La voix sirupeuse de la médito-thérapeute m'englue les oreilles d'une pseudo-douceur écoeurante. Qu'est-ce qui m'a pris de venir ?
Ca te fera du bien, qu'on m'a dit, tu repars mieux après, qu'on m'a dit. Tel le soldat romain d'Astérix, qui en pleine castagne celtique soupire un "Engagez-vous, qu'ils disaient, rengagez-ous, qu'ils diasient, vous verrez du pays", alors qu'il plane à quelques dizaines de pieds au-dessus de la forêt des Carnutes avant un inéluctable chute. Moi je ne plane pas du tout. M'étouffant à moitié avec un diaphragme bloqué depuis ma première communion ou ma dernière engueulade, j'essaie tant bien que mal de singer les non-mouvements méditatifs en position d'un lotus qui ressemble à une grenouille éméchée.
Vous savez à quoi ça me fait penser, ces méditations ? A Noël, à cette obligation de bonheur alors qu'on a tous envie de partager une carafe de cigüe. A ces réunions de famille recelant plus de pièges émotionnels qu'un champ de mines en Irak. Mais il faut être heureux, tralala.
Et qu'est-ce que ça peut m'agacer ces bruits de gongs tibétains, ces odeurs d'encens, on dirait les cloches et la cérémonie d'un enterrement. C'est nul.
Qu'est-ce que je fiche là ? A cette enterrement qui ressemble à celui de l'oncle Arthur. Personne ne parle, ça sent l'encens, et l'ambiance feutrée cache des monstres. J'aurais jamais dû venir, ces méditations, c'est pas pour moi. Tiens maintenant que j'y pense, il est mort à Noël, ce crétin, quel manque de savoir vivre !
"Vous iiiiiinspirez avec votre ventre, vous eeeexpirez avec votre ventre". Si j'osais, je m'enfuirais, elle et sa voix écoeurante sirupeuse, tiens, à la grenadine, comme celle qu'on m'a servie à l'enterrement. En me disant que j'étais grand maintenant, et que je n'avais pas à pleurer comme une fillette. Quand j'y pense, c'était vraiment dégueulasse, j'avait sept ans et je l'adorais, cet oncle.
Il me manque.
"Vous iiiiiinspirez avec vos pieds, vous eeeeexpirez avec vos pieds." Elle me fait marrer, j'y arrive pas, moi, à reeeespirer : j'ai des hoquets, je suffoque, et mon visage est inondé. C'est quoi encore ce délire.

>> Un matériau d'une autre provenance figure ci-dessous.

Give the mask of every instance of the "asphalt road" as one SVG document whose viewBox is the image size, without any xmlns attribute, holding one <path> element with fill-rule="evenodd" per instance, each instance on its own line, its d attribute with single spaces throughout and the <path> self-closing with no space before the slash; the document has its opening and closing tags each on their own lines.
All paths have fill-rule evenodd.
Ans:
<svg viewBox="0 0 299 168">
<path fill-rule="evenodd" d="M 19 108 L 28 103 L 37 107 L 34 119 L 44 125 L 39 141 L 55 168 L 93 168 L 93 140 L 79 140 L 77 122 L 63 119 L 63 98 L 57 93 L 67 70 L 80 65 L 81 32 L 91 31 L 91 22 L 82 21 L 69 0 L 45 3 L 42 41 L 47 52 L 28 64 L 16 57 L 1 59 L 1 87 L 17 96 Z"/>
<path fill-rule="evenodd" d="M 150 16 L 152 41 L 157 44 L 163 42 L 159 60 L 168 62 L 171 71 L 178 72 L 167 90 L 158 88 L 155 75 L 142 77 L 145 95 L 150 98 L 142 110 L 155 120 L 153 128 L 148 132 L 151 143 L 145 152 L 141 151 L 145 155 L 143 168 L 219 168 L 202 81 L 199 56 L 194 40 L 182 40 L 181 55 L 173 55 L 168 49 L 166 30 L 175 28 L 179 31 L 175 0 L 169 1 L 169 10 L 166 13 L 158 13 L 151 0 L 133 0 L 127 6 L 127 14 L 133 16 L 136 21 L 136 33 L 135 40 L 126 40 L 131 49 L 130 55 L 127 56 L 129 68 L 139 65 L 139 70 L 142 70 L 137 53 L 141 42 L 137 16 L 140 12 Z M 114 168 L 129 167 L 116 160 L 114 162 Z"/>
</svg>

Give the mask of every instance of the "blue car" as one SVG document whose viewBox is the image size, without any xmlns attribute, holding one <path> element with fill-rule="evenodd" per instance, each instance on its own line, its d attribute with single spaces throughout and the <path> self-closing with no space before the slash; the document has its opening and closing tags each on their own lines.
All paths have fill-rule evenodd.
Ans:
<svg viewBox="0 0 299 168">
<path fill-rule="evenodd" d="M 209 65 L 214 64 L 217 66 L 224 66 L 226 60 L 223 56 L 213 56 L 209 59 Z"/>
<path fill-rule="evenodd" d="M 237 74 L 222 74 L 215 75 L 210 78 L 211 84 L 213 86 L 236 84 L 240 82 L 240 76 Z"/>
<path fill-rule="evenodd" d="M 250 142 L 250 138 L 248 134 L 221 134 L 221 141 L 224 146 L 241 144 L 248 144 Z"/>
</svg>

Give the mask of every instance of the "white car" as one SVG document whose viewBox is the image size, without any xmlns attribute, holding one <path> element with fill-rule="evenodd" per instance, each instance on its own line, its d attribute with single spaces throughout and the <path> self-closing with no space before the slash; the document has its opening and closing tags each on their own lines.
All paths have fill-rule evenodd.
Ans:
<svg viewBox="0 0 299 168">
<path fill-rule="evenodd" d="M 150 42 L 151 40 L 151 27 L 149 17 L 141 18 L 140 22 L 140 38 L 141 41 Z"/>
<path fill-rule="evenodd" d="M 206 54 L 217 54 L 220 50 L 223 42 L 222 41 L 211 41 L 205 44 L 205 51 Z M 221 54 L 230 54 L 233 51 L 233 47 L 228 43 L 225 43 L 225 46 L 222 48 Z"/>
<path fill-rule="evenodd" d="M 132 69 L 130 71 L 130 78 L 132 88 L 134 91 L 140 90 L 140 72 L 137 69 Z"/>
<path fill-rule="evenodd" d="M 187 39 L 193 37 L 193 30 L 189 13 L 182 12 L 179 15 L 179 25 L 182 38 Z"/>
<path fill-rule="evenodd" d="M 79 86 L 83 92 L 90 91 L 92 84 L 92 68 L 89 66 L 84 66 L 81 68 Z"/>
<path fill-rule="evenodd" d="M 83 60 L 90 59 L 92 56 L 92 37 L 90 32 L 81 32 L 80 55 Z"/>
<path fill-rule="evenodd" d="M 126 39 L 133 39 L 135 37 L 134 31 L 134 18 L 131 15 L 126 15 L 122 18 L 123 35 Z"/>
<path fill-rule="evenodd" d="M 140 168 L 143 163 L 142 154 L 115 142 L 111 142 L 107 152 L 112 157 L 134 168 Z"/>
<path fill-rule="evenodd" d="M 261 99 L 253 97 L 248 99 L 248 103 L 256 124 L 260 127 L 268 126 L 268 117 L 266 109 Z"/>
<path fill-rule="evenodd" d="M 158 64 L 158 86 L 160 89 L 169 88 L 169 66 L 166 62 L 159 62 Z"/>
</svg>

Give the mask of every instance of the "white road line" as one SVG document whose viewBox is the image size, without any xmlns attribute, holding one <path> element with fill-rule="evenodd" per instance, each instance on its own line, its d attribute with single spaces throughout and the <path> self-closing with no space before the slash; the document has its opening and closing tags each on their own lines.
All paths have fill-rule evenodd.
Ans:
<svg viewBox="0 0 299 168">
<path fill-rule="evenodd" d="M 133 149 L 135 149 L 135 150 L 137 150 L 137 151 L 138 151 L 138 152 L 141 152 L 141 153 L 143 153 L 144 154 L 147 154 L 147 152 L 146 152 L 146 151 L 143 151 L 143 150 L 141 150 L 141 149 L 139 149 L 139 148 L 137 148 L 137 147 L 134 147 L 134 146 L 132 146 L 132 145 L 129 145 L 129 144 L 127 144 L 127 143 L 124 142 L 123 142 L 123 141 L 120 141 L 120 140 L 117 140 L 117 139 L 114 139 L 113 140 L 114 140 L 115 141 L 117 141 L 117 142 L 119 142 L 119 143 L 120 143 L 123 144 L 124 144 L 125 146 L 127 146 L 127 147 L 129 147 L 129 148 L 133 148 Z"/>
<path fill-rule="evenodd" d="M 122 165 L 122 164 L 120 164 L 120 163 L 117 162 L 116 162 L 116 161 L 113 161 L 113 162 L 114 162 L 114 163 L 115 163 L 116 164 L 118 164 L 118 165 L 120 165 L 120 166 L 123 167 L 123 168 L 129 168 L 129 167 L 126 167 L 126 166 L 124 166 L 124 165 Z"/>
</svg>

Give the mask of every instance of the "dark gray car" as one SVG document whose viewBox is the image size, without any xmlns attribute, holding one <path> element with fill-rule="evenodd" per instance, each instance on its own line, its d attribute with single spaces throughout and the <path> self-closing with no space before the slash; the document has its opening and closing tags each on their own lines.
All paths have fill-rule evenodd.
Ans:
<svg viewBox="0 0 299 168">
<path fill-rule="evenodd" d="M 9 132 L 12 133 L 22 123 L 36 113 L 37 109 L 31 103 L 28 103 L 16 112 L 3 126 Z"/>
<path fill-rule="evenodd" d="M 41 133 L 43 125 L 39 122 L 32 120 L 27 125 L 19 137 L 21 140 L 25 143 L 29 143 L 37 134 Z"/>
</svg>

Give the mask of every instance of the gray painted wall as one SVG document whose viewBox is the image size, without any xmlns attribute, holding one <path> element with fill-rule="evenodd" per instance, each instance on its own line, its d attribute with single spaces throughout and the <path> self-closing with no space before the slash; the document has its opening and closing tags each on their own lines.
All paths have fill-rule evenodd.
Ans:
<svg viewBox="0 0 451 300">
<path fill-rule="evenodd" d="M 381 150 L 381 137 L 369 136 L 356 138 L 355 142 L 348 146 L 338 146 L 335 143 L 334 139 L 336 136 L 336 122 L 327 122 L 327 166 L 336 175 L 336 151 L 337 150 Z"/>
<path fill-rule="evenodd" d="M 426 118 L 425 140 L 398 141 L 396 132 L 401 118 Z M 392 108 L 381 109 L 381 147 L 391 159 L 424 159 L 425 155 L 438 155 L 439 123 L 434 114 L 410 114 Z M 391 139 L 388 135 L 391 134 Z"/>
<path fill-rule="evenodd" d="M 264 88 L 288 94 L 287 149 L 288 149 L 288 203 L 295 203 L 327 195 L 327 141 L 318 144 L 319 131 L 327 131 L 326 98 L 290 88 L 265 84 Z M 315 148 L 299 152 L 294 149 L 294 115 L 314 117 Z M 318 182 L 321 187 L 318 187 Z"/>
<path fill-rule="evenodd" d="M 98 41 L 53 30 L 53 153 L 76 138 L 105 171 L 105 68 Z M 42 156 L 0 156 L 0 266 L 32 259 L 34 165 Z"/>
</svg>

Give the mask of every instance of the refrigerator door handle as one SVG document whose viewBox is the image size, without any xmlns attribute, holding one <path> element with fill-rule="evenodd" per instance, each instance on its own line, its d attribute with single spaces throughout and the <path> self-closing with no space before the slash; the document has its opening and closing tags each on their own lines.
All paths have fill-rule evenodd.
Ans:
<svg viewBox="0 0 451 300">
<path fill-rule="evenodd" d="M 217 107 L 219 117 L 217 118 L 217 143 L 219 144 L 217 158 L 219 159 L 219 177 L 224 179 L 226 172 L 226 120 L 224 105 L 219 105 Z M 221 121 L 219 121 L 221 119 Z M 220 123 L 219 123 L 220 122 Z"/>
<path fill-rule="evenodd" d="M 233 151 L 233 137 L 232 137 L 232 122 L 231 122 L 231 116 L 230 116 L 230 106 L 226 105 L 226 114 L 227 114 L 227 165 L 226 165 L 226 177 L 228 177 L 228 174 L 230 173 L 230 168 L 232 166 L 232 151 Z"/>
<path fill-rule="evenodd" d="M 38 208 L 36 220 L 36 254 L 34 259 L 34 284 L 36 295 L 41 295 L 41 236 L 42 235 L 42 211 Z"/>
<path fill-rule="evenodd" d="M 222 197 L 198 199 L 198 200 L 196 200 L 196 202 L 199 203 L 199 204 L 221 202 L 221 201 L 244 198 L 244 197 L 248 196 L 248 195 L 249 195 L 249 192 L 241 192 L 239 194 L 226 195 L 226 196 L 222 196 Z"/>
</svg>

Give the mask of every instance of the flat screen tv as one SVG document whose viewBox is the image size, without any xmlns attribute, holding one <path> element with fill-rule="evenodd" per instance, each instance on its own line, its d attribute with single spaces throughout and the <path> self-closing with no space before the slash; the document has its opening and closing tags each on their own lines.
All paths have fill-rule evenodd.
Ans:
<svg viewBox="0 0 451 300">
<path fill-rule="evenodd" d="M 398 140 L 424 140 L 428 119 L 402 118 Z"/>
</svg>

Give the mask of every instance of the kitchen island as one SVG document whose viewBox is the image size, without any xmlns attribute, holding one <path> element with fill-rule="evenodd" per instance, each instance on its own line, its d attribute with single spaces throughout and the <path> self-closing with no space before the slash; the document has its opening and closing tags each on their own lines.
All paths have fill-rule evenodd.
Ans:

"Vous vous allongez maintenant sur le dos, et prenez quelques minutes pour saaaavourer votre ressenti".
Ben voilà, beaucoup mieux sur le dos. Finalement c'est la position qui m'allait pas.
"Je vous remercie et vous dis à la semaine prochaine".

Ben ça, ça risque pas, parce que je prépare une recette de dinde farcie. J'ai envie de passer le plus beau Noël de ma vie !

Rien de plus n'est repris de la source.